Notwithstanding that there is no statutory requirement, the courts should not consent to the appointment of persons as
administrators and guardians who are not personally subject to the jurisdiction of our courts here. Hence, the defendant
should only be responsible for the amount from 1901-1902.

VANCIL vs BELMES

FACTS

The RTC appointed Bonifacia Vancil, an American citizen, as legal and judicial guardian over the persons and estate
of Valerie and Vincent, the children of her deceased son Reeder. Helen Belmes, the natural mother of the minor
children, instituted a motion for removal of Guardianship and Appointment of Vancil, asserting that she is the natural
mother in custody of and exercising parental authority over the subject minors. Trial court rejected Belmes'petition. The
CA reversed the RTC order. Since Valerie had reached the age of majority at the time the case reached the SC, the
Court resolves to determine who between the mother and grandmother of minor Vincent should be his guardian.

ISSUE

WON Helen Belmes is the one entitled for the guardianship over Vincent

HELD

YES. The SC held that respondent, being the natural mother of the minor, has the preferential right over that of petitioner
to be his guardian and has natural and legal right to his custody. This ruling finds support in Article 211 of the Family
Code. Vancil, as the surviving grandparent, can exercise substitute parental authority only in case of death, absence
or unsuitability of Belmes.

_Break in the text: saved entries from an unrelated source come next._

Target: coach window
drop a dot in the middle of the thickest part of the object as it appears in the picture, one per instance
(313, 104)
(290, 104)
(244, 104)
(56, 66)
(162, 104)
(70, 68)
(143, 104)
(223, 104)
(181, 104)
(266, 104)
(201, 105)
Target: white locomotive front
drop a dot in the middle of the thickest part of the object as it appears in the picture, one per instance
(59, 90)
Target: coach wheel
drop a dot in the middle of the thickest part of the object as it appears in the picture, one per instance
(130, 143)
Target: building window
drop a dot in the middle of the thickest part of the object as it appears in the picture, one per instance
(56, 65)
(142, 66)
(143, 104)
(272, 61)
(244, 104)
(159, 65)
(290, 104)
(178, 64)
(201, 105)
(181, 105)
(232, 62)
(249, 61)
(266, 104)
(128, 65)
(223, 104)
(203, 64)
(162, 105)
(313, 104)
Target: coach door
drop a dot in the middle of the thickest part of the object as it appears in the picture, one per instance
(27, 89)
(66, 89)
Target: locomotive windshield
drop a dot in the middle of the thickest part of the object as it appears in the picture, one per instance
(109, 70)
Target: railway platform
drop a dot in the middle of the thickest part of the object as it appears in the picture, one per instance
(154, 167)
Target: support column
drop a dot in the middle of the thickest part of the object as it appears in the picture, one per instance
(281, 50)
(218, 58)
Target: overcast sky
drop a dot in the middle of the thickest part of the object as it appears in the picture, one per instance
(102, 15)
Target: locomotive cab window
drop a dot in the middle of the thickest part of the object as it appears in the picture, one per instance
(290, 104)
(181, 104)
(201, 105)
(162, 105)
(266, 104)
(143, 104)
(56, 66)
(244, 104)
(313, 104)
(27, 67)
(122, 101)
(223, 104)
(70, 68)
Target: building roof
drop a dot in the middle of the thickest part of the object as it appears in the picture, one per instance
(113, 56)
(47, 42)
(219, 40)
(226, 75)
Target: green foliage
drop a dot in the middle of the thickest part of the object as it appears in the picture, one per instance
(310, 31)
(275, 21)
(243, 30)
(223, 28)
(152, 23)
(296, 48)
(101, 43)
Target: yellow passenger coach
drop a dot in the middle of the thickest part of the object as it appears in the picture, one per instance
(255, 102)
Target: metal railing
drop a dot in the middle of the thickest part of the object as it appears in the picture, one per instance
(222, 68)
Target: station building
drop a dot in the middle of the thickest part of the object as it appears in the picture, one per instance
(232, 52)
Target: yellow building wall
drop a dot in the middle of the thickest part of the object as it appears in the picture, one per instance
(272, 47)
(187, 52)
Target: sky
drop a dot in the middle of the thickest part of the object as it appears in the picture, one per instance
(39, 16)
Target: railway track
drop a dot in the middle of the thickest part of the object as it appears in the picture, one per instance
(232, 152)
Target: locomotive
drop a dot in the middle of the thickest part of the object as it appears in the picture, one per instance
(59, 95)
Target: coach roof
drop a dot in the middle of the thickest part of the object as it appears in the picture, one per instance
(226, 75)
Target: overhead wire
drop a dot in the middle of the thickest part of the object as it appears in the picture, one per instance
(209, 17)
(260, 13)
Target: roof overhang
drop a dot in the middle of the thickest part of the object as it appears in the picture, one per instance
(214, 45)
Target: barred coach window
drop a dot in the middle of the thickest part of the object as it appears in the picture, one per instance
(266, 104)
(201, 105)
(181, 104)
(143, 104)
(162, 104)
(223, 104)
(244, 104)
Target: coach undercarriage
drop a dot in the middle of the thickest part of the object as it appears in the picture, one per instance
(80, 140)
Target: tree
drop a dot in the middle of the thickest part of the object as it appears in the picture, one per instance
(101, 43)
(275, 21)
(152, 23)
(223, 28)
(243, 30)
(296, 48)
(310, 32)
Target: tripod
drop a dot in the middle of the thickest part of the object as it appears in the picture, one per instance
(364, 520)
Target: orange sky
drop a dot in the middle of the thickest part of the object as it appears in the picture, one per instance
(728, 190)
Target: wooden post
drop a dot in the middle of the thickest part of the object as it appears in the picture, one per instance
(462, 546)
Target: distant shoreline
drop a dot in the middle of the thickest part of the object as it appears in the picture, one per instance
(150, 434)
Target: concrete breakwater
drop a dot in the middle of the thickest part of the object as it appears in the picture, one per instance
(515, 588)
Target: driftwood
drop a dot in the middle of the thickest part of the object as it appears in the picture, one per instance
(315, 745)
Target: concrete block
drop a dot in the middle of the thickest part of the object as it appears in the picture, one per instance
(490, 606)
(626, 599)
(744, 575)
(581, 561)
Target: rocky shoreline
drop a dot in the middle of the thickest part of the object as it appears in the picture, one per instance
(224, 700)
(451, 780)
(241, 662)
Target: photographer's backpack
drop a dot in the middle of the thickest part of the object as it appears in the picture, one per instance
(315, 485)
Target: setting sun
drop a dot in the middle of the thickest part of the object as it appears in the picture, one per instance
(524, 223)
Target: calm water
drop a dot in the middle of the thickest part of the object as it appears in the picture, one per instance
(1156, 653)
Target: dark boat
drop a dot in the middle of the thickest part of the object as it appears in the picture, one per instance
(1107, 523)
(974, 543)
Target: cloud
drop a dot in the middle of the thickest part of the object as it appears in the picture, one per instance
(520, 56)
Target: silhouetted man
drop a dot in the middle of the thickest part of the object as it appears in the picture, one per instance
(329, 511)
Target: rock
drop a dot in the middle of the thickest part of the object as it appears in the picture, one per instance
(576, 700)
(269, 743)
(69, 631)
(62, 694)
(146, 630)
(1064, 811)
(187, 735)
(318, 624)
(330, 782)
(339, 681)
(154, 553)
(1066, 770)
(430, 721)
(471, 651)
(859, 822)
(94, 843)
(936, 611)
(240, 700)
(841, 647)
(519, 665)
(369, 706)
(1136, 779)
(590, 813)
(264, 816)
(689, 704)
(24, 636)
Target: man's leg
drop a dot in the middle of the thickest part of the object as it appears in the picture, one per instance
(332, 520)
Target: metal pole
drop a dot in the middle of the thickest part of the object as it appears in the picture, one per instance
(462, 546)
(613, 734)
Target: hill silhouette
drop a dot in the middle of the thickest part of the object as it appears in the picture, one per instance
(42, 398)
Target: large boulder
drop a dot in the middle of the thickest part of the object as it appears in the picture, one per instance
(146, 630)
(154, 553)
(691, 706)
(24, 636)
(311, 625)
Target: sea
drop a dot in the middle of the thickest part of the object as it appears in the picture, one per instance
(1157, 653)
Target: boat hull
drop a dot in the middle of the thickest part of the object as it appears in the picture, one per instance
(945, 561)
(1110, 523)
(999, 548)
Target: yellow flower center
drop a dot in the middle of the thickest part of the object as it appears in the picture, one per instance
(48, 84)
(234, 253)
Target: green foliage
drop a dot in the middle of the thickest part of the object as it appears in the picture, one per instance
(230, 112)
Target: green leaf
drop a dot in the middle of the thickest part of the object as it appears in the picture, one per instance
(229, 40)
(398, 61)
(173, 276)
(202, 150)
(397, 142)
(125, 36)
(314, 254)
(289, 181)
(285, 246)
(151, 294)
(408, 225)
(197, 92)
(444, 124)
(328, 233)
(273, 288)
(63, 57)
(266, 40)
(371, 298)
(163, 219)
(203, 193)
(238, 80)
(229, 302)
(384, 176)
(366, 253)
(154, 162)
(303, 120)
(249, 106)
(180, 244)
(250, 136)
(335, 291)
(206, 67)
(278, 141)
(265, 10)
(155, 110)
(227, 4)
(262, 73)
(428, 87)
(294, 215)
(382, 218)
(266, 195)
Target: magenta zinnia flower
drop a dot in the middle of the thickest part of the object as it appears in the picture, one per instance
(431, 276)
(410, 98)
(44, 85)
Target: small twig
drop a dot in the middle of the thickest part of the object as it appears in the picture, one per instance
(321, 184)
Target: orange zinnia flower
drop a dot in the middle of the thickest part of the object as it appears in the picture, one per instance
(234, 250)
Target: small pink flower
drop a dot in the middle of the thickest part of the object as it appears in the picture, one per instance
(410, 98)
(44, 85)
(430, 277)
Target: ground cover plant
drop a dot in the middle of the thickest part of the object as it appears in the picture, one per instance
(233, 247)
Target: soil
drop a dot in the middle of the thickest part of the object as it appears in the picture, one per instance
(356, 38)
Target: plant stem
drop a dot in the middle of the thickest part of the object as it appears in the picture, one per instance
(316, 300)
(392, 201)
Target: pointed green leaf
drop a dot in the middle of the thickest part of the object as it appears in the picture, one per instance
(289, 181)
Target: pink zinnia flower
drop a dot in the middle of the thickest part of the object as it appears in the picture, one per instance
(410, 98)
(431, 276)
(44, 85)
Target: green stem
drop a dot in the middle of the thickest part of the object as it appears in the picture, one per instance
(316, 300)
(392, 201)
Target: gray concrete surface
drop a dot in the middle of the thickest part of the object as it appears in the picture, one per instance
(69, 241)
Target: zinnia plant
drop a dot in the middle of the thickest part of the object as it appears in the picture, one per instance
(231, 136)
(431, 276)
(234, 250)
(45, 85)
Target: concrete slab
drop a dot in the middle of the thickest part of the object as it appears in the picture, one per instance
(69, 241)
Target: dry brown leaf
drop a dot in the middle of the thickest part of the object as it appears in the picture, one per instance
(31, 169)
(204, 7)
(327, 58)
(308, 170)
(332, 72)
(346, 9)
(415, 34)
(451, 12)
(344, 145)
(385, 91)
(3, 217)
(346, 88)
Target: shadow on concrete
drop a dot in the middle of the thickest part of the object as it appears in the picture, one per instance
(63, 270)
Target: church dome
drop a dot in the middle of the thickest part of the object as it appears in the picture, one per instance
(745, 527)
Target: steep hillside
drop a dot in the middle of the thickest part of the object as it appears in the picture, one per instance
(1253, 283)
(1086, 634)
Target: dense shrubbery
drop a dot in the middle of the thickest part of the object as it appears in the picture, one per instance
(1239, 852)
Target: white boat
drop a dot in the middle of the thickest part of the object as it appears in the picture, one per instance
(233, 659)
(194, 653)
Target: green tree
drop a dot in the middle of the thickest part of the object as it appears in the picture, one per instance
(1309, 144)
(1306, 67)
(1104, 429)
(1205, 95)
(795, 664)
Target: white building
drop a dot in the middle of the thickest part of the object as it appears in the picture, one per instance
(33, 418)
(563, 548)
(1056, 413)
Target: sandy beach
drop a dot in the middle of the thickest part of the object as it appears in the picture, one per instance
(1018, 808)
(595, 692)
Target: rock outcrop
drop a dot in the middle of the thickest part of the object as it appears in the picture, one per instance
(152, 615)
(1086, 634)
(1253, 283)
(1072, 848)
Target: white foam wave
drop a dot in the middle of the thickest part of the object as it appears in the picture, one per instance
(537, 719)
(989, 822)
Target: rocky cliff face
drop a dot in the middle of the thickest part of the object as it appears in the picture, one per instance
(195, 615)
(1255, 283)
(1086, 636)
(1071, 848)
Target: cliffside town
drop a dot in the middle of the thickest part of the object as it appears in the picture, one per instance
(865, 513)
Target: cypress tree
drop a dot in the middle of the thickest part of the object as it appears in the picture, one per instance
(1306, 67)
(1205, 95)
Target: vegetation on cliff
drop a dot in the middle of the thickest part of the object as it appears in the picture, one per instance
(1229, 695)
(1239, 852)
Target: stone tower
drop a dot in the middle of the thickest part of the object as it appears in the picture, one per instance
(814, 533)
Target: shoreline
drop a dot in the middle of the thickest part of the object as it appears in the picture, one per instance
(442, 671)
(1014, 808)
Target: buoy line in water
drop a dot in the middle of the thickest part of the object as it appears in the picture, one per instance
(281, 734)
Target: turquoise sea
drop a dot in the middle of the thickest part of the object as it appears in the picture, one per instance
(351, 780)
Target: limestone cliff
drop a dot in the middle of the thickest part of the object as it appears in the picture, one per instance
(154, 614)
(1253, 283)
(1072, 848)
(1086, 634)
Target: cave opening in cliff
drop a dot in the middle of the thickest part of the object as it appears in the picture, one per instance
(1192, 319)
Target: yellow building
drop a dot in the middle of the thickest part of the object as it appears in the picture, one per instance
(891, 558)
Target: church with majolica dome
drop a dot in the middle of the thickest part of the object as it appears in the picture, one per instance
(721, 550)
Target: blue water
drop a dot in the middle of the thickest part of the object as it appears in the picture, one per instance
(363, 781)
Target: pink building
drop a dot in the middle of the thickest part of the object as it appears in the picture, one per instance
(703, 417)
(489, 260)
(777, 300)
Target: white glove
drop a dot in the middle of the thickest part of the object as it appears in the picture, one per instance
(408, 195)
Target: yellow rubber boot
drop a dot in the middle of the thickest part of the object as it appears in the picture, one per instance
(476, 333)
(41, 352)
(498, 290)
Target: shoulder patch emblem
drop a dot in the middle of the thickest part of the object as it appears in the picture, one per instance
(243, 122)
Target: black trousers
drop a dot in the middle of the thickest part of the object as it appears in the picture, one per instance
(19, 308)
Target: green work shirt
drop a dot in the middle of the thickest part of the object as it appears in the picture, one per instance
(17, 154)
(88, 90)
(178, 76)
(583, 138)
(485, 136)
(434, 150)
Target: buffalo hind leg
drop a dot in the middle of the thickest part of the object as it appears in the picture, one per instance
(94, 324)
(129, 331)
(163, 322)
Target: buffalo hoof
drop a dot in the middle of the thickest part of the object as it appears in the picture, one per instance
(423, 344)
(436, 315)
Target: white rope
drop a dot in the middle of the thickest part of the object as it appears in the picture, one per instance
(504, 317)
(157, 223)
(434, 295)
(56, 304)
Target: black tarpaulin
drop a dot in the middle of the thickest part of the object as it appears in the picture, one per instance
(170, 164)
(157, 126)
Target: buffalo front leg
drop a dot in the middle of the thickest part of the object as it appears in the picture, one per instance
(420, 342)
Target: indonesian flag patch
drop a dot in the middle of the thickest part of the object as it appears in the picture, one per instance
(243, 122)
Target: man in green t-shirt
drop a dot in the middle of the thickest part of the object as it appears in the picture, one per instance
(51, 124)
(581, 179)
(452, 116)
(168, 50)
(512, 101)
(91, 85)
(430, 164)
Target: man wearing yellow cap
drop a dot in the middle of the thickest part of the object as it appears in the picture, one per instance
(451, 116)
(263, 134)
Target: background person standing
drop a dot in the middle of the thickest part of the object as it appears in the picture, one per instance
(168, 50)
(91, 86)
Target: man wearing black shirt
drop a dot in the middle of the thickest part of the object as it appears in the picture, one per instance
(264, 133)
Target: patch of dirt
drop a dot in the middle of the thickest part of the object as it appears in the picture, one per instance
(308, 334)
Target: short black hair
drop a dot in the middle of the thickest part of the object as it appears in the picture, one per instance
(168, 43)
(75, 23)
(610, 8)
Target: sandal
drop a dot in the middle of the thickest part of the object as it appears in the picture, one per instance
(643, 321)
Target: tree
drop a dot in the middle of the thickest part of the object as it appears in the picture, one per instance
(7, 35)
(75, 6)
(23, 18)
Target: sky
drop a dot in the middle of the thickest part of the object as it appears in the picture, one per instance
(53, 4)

Considering that Belmes is still alive and has exercised continuously parental authority over
Vincent, Vancil has to prove Belmes' unsuitability. Assuming that Belmes is unfit as a guardian of Vincent, still Vancil
cannot qualify as a substitute guardian. She admitted in her petition that an expatriate like her will find difficulty of
discharging the duties of a guardian. As the Court held in Guerrero vs Teran, the courts should not appoint persons as
guardians who are not within the jurisdiction of the courts as they will find it difficult to protect the wards.
GARCIA VDA DE CHUA vs CA

FACTS

During his lifetime, Roberto Lim Chua lived out of wedlock with private respondent Florita A. Vallejo from 1970 up to
1981. Out of this union, the couple begot two illegitimate children. He died intestate in Davao City. Private respondent
then filed with the RTC of Cotabato City a Petition for Declaration of Heirship, Guardianship and Issuance of Letters of
Administration over the 2 illegitimate children. The trial court then issued an Order appointing Florita Vallejo as guardian
over the persons and properties of the two minor children. Thereafter, petitioner filed a Motion that the letters of
administration issued to Vallejo be recalled because the petition is just one of guardianship and not the issuance of
letters of administration. Motion was denied. Petitioner appealed to the CA which the latter ruled that the original petition
is unmistakably for a twin purpose: (1) guardianship; and (2) issuance of letters of administration. Hence, this petition.

ISSUE

WON the original petition was for a twin purpose to wit, for guardianship and issuance of letters of administration

HELD

YES. The title alone of the original petition clearly shows that the petition is one which includes the issuance of letters
of administration, PETITION FOR DECLARATION OF HEIRSHIPS, GUARDIANSHIP OVER THE PERSON AND
PROPERTIES OF MINORS ROBERTO ALONZO AND RUDYARD ALONZO, all surnamed CHUA and ISSUANCE OF
LETTERS OF ADMINISTRATION. It also contains the jurisdictional facts required in a petition for the issuance of letters
of administration pursuant to Section 2, Rule 79 of the Rules of Court. All told the original petition alleged substantially
all the facts required to be stated in the petition for letters of administration.